[Wau-bun by Juliette Augusta Magill Kinzie]@TWC D-Link book
Wau-bun

CHAPTER XV
16/18

Can you take us across ?" "Yes--the canoe is very small." They conducted us down the bank to the water's edge where the canoe was.
It was indeed _very small_.

My husband explained to them that they must take me across first, and then return for the others of the party.
"Will you trust yourself alone over the river ?" inquired he.

"You see that but one can cross at a time." "Oh, yes"-- and I was soon placed in the bottom of the canoe, lying flat and looking up at the sky, while the older squaw took the paddle in her hand, and placed herself on her knees at my head, and the younger, a girl of fourteen or fifteen, stationed herself at my feet.

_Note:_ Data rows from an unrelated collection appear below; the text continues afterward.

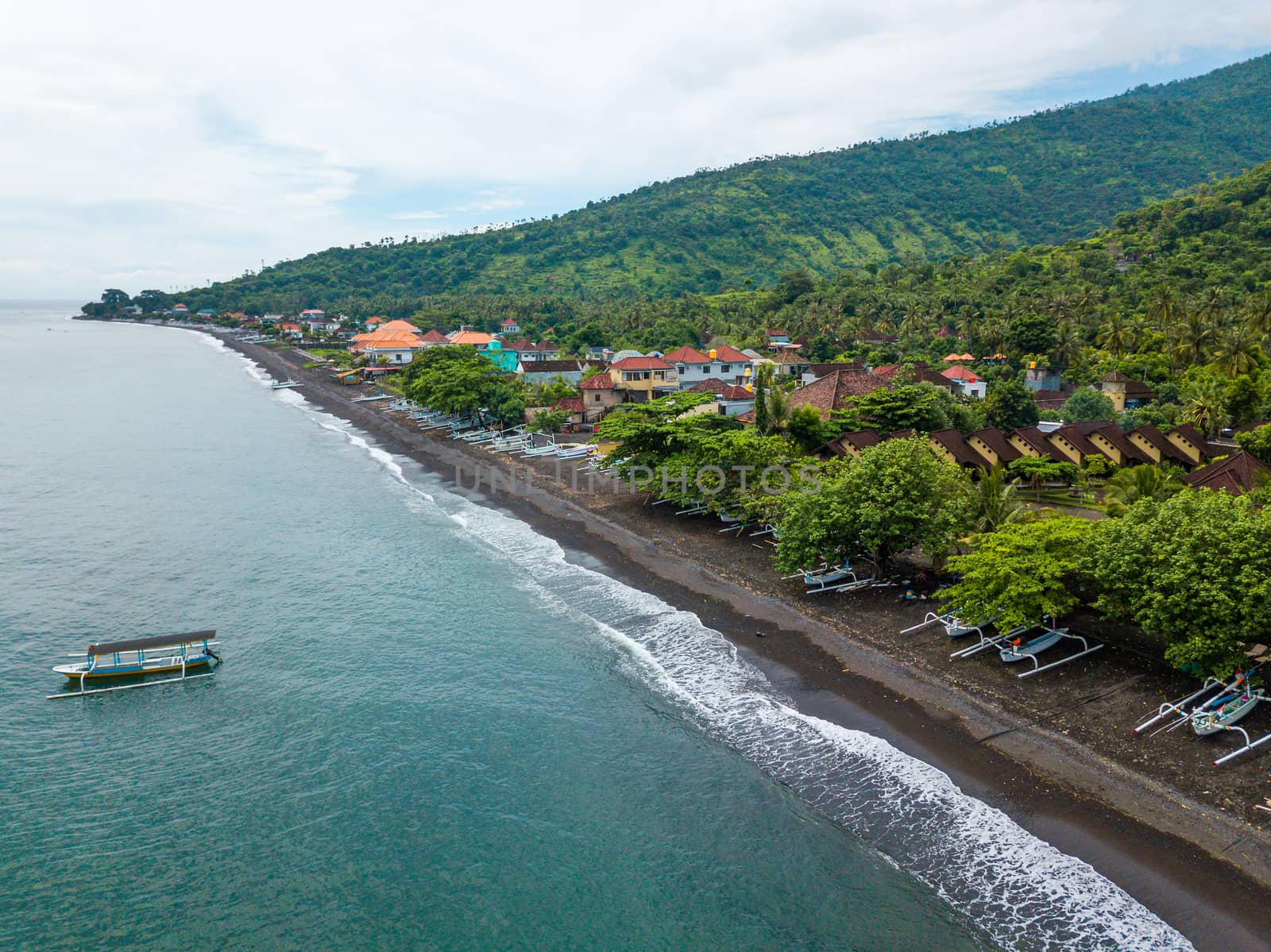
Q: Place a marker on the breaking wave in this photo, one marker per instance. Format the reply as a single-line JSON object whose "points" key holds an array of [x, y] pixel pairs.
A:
{"points": [[1023, 892]]}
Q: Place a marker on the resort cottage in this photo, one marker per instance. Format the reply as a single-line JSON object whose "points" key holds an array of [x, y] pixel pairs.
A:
{"points": [[645, 378]]}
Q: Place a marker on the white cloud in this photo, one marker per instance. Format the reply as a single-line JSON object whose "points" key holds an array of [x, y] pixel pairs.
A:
{"points": [[210, 137]]}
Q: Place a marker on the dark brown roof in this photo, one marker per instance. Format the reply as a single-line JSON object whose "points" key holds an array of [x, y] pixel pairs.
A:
{"points": [[556, 366], [1114, 435], [1074, 434], [728, 391], [823, 369], [1133, 388], [597, 382], [1036, 439], [858, 440], [787, 357], [1196, 439], [1157, 439], [836, 391], [921, 372], [1052, 399], [1237, 474], [963, 452], [686, 355], [998, 442]]}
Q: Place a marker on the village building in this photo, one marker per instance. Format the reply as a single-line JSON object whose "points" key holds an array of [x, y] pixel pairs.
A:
{"points": [[966, 382], [317, 321], [434, 338], [645, 378], [1125, 391], [394, 347], [1237, 474], [472, 338], [601, 395], [546, 372], [730, 401]]}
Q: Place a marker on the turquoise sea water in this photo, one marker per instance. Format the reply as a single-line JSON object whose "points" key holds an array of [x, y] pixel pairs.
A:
{"points": [[434, 727]]}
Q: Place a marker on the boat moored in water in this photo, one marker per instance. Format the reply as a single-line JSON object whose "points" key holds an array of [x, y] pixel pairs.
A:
{"points": [[160, 653]]}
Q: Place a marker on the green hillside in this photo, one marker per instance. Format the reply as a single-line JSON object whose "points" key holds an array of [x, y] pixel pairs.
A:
{"points": [[1045, 178]]}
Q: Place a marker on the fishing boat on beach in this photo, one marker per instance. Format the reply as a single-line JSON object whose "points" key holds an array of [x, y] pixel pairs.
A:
{"points": [[1224, 712], [160, 653]]}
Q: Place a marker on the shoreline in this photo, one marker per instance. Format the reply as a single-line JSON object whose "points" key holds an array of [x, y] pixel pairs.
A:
{"points": [[1200, 869]]}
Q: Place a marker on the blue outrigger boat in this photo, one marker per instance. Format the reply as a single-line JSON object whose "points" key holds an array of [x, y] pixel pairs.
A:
{"points": [[160, 653]]}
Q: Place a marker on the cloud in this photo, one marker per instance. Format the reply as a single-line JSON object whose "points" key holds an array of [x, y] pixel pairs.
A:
{"points": [[141, 133], [419, 215]]}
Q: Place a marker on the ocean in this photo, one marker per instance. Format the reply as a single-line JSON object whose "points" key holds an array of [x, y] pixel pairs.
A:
{"points": [[435, 729]]}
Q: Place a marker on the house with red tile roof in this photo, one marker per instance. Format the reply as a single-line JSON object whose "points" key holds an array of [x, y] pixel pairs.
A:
{"points": [[1237, 474], [1125, 393], [968, 383], [645, 378]]}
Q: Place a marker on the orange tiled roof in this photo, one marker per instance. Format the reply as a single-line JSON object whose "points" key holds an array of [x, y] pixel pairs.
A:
{"points": [[473, 338]]}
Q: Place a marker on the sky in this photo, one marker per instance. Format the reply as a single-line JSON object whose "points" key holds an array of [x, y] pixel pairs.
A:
{"points": [[167, 145]]}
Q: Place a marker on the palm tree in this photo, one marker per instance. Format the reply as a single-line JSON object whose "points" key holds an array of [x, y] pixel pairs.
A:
{"points": [[1196, 336], [993, 501], [1237, 351], [1084, 304], [778, 404], [1257, 314], [1069, 345], [1115, 336], [1163, 308], [1205, 407], [1211, 304], [1145, 482]]}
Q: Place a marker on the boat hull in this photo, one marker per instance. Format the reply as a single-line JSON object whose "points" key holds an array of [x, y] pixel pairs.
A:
{"points": [[76, 672], [1211, 723], [1033, 647]]}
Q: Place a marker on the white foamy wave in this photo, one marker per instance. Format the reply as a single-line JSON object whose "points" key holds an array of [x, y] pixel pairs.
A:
{"points": [[1018, 888]]}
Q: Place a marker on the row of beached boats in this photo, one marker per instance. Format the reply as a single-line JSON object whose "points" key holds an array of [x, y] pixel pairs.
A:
{"points": [[1018, 645], [1215, 707], [518, 440]]}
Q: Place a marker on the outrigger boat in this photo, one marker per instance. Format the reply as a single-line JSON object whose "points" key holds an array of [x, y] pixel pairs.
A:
{"points": [[160, 653], [955, 626], [832, 579], [1224, 712], [1175, 713]]}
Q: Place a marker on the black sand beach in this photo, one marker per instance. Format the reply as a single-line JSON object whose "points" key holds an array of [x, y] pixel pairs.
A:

There was just room enough for me to lie in this position, each of the others kneeling in the opposite ends of the canoe.
While these preparations were making, Mr.Kinzie questioned the women as to our whereabout.

They knew no name for the river but "Saumanong." This was not definite, it being the generic term for any large stream.
But he gathered that the village we had passed higher up, on the opposite side of the stream, was Wau-ban-see's, and then he knew that we were on the Fox River, and probably about fifty miles from Chicago.
The squaw, in answer to his inquiries, assured him that Chicago was "close by." "That means," said he, "that it is not so far off as Canada.